Du côté de l'homme, les femmes miniatures qui l'accompagnent sont au nombre de trois, deux d'entre elles sont presque identiques et adoptent une gestuelle figée et mécanique comme s'il s'agissait de poupées ou d'automates. On peut retrouver ici la symbolique de la femme-objet, ce qui voudrait dire que ces miniatures sont les jouets de l'homme. Pour ce qui est de la troisième, plus animée que les précédentes semble-t-il, elle peint sur le biceps gauche de l'homme un tatouage en forme de cœur rouge. Faut-il y voir là une marque du goût pour l'esthétique, pour les "gros durs au cœur tendre" qui est souvent attribué aux femmes ?

Du côté de la femme, les hommes miniatures sont en infériorité numérique par rapport à l'autre affiche, car ils ne sont que deux. Pourtant, ils ne paraissent pas être dans la même situation, dans une posture plus dynamique et avantageuse. En effet, chacun tire avec fermeté un ruban du corset de la femme. Ils semblent le resserrer, ce qui leur permet de la maîtriser, de la contenir, voire peut-être de la domestiquer. Malgré leur taille inférieure, ils tiennent les rênes et donnent à la femme la forme qu'ils souhaitent, ce qui pourrait suggérer que l'apparence physique idéalisée de la femme serait avant tout le produit d'une société masculine.
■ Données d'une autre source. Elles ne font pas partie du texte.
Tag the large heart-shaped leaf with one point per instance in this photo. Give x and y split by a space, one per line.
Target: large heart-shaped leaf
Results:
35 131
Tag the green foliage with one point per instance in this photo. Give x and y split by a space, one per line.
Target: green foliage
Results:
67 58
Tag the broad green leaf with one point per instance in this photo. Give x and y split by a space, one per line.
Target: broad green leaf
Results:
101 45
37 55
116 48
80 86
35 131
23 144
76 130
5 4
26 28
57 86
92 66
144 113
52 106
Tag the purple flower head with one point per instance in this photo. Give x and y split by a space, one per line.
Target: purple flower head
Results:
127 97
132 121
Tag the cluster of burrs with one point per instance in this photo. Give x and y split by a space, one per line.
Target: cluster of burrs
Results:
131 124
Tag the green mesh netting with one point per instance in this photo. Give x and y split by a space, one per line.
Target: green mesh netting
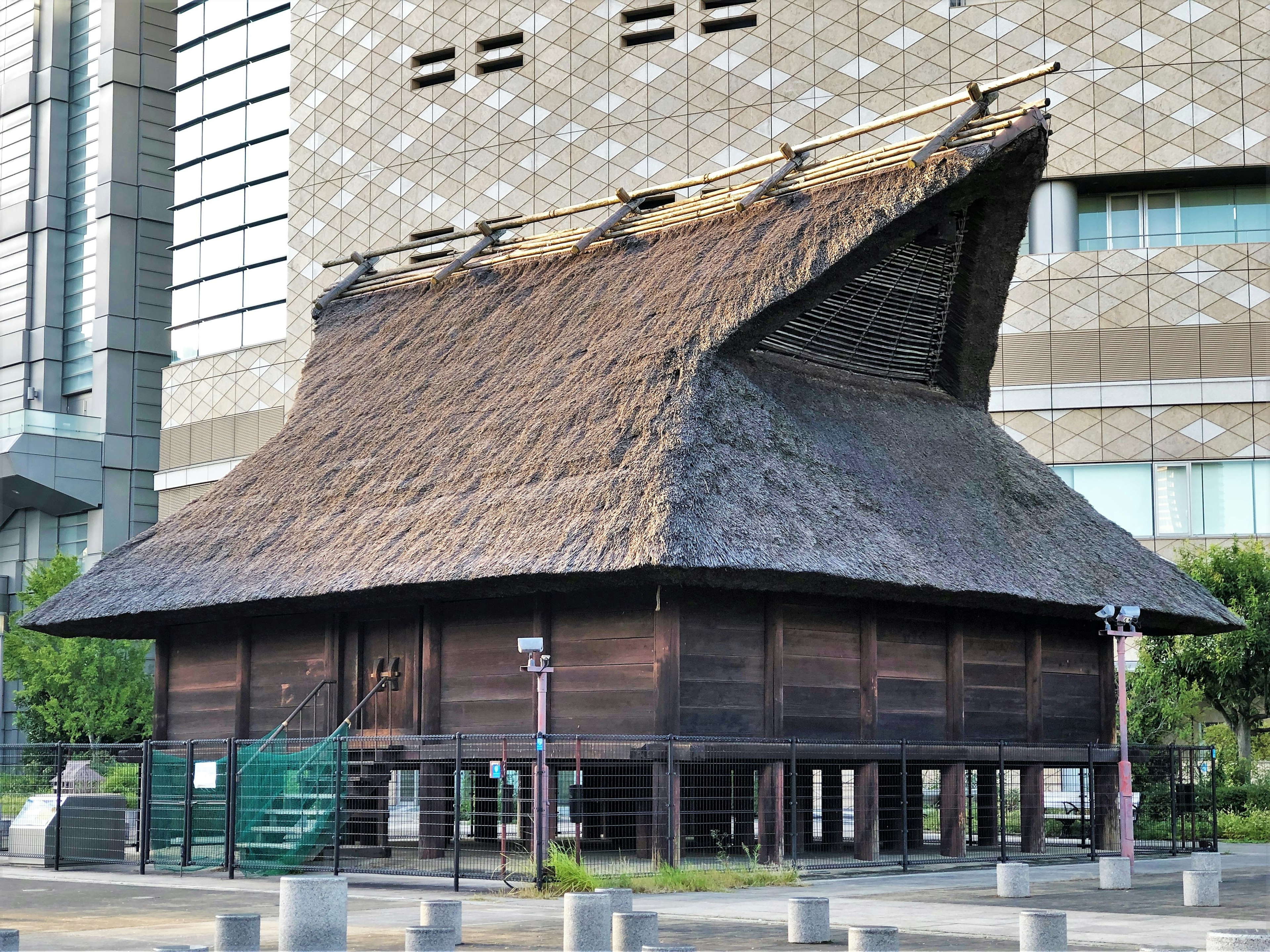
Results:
284 812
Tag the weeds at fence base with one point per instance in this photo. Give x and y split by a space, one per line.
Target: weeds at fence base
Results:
566 875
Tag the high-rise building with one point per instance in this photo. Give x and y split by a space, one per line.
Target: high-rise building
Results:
1136 352
86 188
234 366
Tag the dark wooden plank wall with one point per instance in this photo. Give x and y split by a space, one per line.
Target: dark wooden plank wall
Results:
483 687
912 666
603 654
822 668
202 681
289 659
722 663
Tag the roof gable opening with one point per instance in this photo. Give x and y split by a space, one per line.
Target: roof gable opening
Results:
888 322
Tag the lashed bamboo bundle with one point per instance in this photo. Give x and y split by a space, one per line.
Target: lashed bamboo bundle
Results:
497 244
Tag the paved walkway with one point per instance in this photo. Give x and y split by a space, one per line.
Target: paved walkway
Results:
112 909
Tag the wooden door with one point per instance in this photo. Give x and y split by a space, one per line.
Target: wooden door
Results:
389 654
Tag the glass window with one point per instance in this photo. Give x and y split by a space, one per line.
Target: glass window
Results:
1124 220
1161 219
220 336
1093 222
1173 500
223 172
269 158
1119 492
265 284
269 75
185 343
266 242
265 324
220 295
1208 216
269 116
224 91
1222 499
1253 213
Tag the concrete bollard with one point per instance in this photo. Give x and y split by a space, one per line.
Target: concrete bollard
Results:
1201 889
621 900
430 938
587 922
1014 881
1239 941
873 938
808 921
444 914
633 931
1116 873
313 914
238 932
1207 862
1042 931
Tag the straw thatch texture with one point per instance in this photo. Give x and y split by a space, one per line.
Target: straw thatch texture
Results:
603 419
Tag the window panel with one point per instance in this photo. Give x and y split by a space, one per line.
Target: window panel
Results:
1119 492
1093 222
1208 216
1222 499
265 284
1173 500
1124 221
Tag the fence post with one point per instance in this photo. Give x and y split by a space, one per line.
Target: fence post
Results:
459 798
794 803
670 803
340 803
144 809
230 793
1094 800
904 803
1173 800
187 853
1212 775
58 815
1001 795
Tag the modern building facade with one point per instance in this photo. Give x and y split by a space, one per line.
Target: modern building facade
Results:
1136 355
86 190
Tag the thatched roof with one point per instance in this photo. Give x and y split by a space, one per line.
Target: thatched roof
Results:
620 417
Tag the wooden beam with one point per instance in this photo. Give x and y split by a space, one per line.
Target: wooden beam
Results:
163 662
954 723
1032 682
430 668
666 658
774 666
243 683
869 672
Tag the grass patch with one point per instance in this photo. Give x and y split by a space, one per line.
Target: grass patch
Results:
566 875
1253 827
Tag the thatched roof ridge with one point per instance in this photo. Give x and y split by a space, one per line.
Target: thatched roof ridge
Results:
606 419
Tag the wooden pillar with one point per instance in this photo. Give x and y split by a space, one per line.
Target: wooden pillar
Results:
986 807
1032 777
868 832
953 776
774 667
243 683
163 662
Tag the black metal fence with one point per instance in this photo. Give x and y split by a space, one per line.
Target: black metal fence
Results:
464 805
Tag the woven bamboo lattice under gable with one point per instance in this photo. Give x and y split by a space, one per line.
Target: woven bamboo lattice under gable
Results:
496 242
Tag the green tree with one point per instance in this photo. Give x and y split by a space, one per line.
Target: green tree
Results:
78 691
1231 669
Le manque de slogan et ces choix de mise en scène nous laissent entendre que l'existence d'une distinction des canons de la beauté et des produits esthétiques basée sur le sexe serait de l'ordre du constat, qu'il s'agirait d'un allant de soi. Les hommes devraient suivre le modèle promu par l'affiche pour "Le Mâle", tandis que les femmes devraient suivre celui de "Classique" parce que c'est normal, parce que ce serait le produit adéquat à leur sexe. Aucun entre-deux ne semble possible, il n'y aurait aucune alternative au schéma bipolaire. Il s'agit pourtant d'un produit socioculturel qui a réussi à s'imposer sur le long terme dans le discours et dans les représentations aujourd'hui, car de nombreux outils participent à sa perpétuation, la publicité en est l'exemple le plus significatif.